A command line tool to manage git hooks.

Table of Contents

Install

Requirements

git-hooks requires bash and git to be installed and availabe in your PATH.

Windows users may need to enable the Windows Subsystem for Linux for bash support.

How can I check?

Open a shell or command prompt and run the following commands:

git --version

bash -c "echo I have bash installed!"

Linux / OSX

curl -s https://raw.githubusercontent.com/rbwestmoreland/git-hooks/master/install/install.sh | sudo bash

Windows

(new-object Net.WebClient).DownloadString("https://raw.githubusercontent.com/rbwestmoreland/git-hooks/master/install/install.ps1") | iex

Usage

git hooks install

Run this command in any git repository to enable git-hooks. Once executed, you will have a new .githooks directory in the root of you git repository. See directory structure for more information.

git hooks list

This command lists all the known scripts in your repository and user .githooks directories. It will also list the scripts in the order they will be executed.

git hooks run <hook> [args]

This command allows you to execute a hook manually (e.g. git hooks run pre-commit). This command is helpful when developing a new script.

git hooks uninstall

You can run git hooks uninstall at anytime. This will revent to using the default .git/hooks directory. The generated .githooks directories in your repository and user directory will remain untouched. You can manually delete these, if you no longer wish to keep them.

git hooks help

This command lists all the available commands and options.

Directory Structure

After running git hooks install, you will have two directories available to place your scripts.

Repository

Your repository's git hooks are located at the root of your git repository .githooks.

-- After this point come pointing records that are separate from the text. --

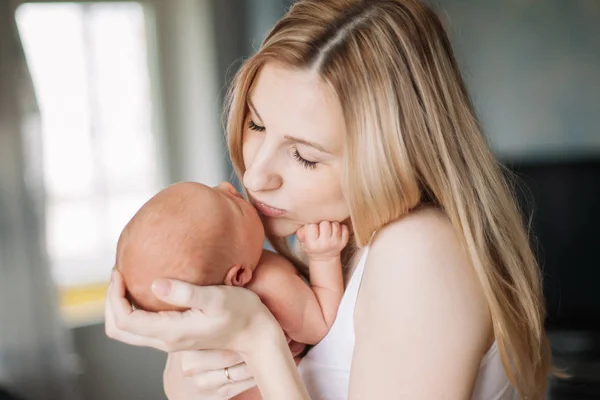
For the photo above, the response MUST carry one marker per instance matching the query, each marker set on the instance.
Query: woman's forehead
(297, 102)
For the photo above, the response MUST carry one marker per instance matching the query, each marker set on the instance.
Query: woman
(355, 111)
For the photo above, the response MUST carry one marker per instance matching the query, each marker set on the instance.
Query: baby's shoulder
(273, 265)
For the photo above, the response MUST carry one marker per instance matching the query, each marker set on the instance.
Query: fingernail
(161, 287)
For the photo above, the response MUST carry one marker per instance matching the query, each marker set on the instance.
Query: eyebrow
(307, 143)
(254, 109)
(292, 138)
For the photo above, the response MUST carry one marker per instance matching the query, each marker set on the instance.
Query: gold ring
(226, 370)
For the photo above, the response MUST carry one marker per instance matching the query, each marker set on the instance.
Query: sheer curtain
(35, 357)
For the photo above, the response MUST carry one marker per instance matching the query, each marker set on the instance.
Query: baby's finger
(345, 234)
(301, 234)
(335, 230)
(312, 232)
(325, 229)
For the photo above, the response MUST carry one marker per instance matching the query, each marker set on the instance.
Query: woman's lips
(267, 210)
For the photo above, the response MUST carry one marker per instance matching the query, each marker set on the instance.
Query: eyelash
(305, 163)
(255, 127)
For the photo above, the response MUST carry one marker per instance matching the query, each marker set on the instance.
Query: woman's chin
(280, 227)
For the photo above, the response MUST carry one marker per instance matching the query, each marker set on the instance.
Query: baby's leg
(254, 393)
(251, 394)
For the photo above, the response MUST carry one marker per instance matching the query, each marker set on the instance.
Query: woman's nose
(261, 176)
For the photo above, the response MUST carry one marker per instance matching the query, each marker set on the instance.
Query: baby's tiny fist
(324, 240)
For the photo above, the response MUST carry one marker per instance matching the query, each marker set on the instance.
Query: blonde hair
(412, 135)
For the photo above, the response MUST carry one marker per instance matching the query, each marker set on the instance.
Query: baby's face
(246, 227)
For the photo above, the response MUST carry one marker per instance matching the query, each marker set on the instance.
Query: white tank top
(326, 368)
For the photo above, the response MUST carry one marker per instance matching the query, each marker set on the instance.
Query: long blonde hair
(412, 134)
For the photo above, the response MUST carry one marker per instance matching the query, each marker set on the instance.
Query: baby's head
(193, 233)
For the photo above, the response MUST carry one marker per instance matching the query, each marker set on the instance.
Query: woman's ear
(238, 275)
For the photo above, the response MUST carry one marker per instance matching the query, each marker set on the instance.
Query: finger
(214, 379)
(301, 234)
(139, 327)
(345, 234)
(123, 336)
(336, 231)
(184, 294)
(197, 362)
(124, 317)
(312, 232)
(233, 389)
(325, 229)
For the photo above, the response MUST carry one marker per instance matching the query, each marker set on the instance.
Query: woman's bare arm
(422, 324)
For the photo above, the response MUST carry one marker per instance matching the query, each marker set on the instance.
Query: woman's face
(292, 147)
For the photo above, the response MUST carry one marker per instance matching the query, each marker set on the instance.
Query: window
(89, 66)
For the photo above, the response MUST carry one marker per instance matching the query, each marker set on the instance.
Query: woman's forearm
(273, 367)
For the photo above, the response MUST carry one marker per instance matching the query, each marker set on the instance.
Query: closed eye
(255, 127)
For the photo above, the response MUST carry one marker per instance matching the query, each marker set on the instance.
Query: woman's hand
(201, 375)
(220, 317)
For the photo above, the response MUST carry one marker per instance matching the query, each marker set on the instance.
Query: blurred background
(104, 103)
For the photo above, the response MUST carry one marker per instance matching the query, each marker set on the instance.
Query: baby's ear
(238, 275)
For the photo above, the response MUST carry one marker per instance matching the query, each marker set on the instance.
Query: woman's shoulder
(423, 223)
(420, 246)
(419, 264)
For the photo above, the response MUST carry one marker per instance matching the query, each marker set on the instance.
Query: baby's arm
(305, 313)
(323, 244)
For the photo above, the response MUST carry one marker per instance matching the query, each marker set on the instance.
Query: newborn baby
(212, 236)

The .githooks directory should be committed to source control.

my-repository
├─ .git
└─ .githooks
    ├─ commit-msg
    │  └─ script_1.sh
    │  └─ script_2.sh
    └─ pre-commit
       └─ script_3.sh
       └─ script_4.sh

User

Your personal git hooks are located in your home directory ~/.githooks.

~/.githooks
├─ commit-msg
│  └─ script_a.sh
│  └─ script_b.sh
└─ pre-commit
   └─ script_c.sh
   └─ script_d.sh

Order of Execution

Using the Repository and User example above, the following hooks would execute during pre-commit:

  • script_3.sh
  • script_4.sh
  • script_c.sh
  • script_d.sh

All scripts will execute, reguardless of the outcome of the previous script. The exit code returned to git is either the highest non-zero exit code from the scripts or zero.

You can run git hooks list at any time to view the excution order of your scripts.

You can run git hooks run <hook> [args] (e.g. git hooks run pre-commit) to execute a hook outside of the git hooks pipeline.

Contributing

As I use this for my own projects, I know this might not be the perfect approach for all the projects out there. If you have any ideas, just open an issue and tell me what you think.

If you'd like to contribute, please fork the repository and make changes as you'd like. Pull requests are welcomed.

License

This project is licensed under the MIT license.